Tous les articles par Michele Harlette Mel

Je me nomme Michèle  Harlette. J’ai quitté la Côte d’Ivoire pour le Québec par curiosité et pour m’imprégner d’une nouvelle culture. Je termine ma maîtrise en informatique à l’UQAC. J’aime lire et discuter de mes découvertes que j’ai faites à travers mes lectures avec mon entourage.

L’étudiant étranger dans son nouvel environnement!

Par Michèle Harlett Mel, étudiante à la Maîtrise en informatique

Quitter mon pays pour mes études au Québec a été une des plus grandes décisions de ma vie. Cette décision a été prise avec beaucoup de réflexion  et de recul. Tout à mon excitation de ce voyage à effectuer, de la joie de connaître de nouveaux horizons, de nouvelles cultures, de me faire de nouveaux amis, de sortir de l’autorité parentale, j’ai été confrontée à diverses situations que j’ai nommées « le passage obligé de l’étudiant international » qui somme toute est le quotidien de tout étudiant étranger.

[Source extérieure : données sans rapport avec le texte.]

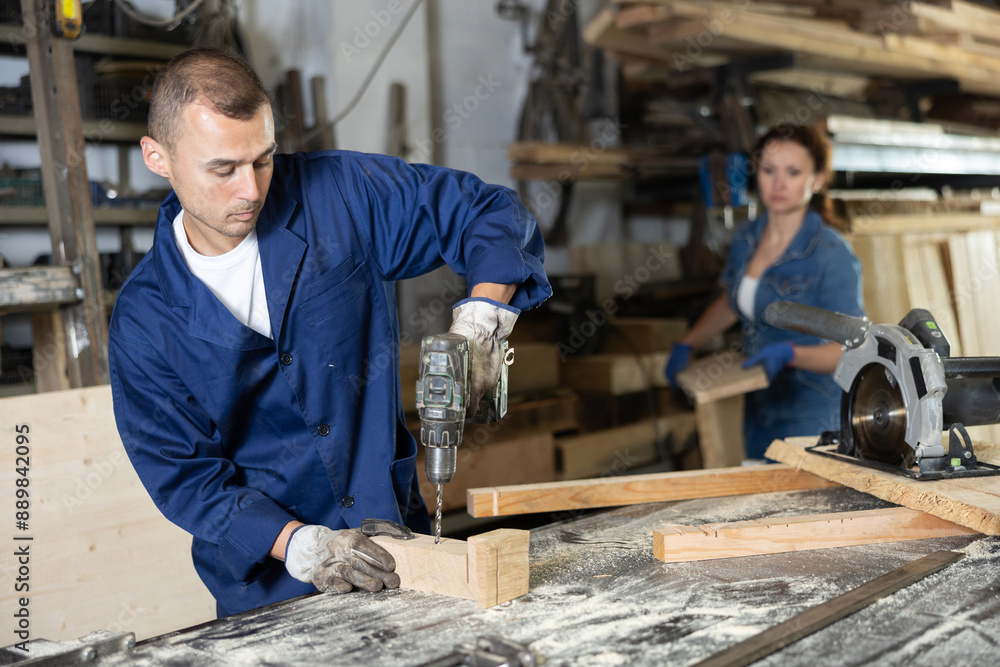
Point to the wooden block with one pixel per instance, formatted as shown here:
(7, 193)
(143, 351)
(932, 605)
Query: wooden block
(489, 569)
(973, 502)
(635, 489)
(615, 451)
(520, 461)
(643, 335)
(97, 534)
(614, 374)
(675, 544)
(720, 376)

La première situation à laquelle j’ai été confrontée est la communication. En effet, le Québec étant une province francophone, cela a beaucoup influencé mon choix: pour moi, il n’y aurait pas de problème de communication. Je voulais me faciliter mon intégration. Grand fut mon étonnement de ne pouvoir comprendre totalement ce que me disaient les Québécois à mon arrivée. Il a fallu m’adapter rapidement, car je devais commencer les cours.

La seconde a été le froid. Originaire d’un pays chaud, j’ai beaucoup entendu parler de la climat du Québec. Bien sûr, se confronter à la réalité dépasse de loin les propos entendus. Ce fut un choc pour moi. Je m’étais préparée à cela, mais comme je suis arrivée en plein hiver, le vivre m’a fait mieux comprendre l’adage qui dit: « il vaut mieux le vivre que se faire raconter ».

Ensuite vînt la nourriture. Je sais on me dira que c’est une question de goût et de culture, mais j’ai eu de la misère à m’habituer à la nourriture québécoise a cause du sucre. Beaucoup des plats que l’on me proposait étaient sucrés. Je ne sais pas si c’est parce qu’on consomme le sucre de manière modérée chez nous ou si c’est parce que nos habitudes alimentaires n’incorporent pas le sucre.

Une autre situation que j’ai vécue a été l’absence de ma famille. Pour une personne comme moi qui est très attachée à sa famille, il m’a été difficile de vivre loin d’elle. Heureusement, les amis que je me suis faits m’ont beaucoup aidée à supporter cette absence.

Peut-être que vous allez vous retrouver dans ce que j’ai écrit, particulièrement les étudiants internationaux africains avec qui je partage une culture similaire, étant moi-même africaine. J’estime qu’à travers cela les autres étudiants vivant la même situation que moi pourront mieux la vivre et avancer positivement dans leurs études.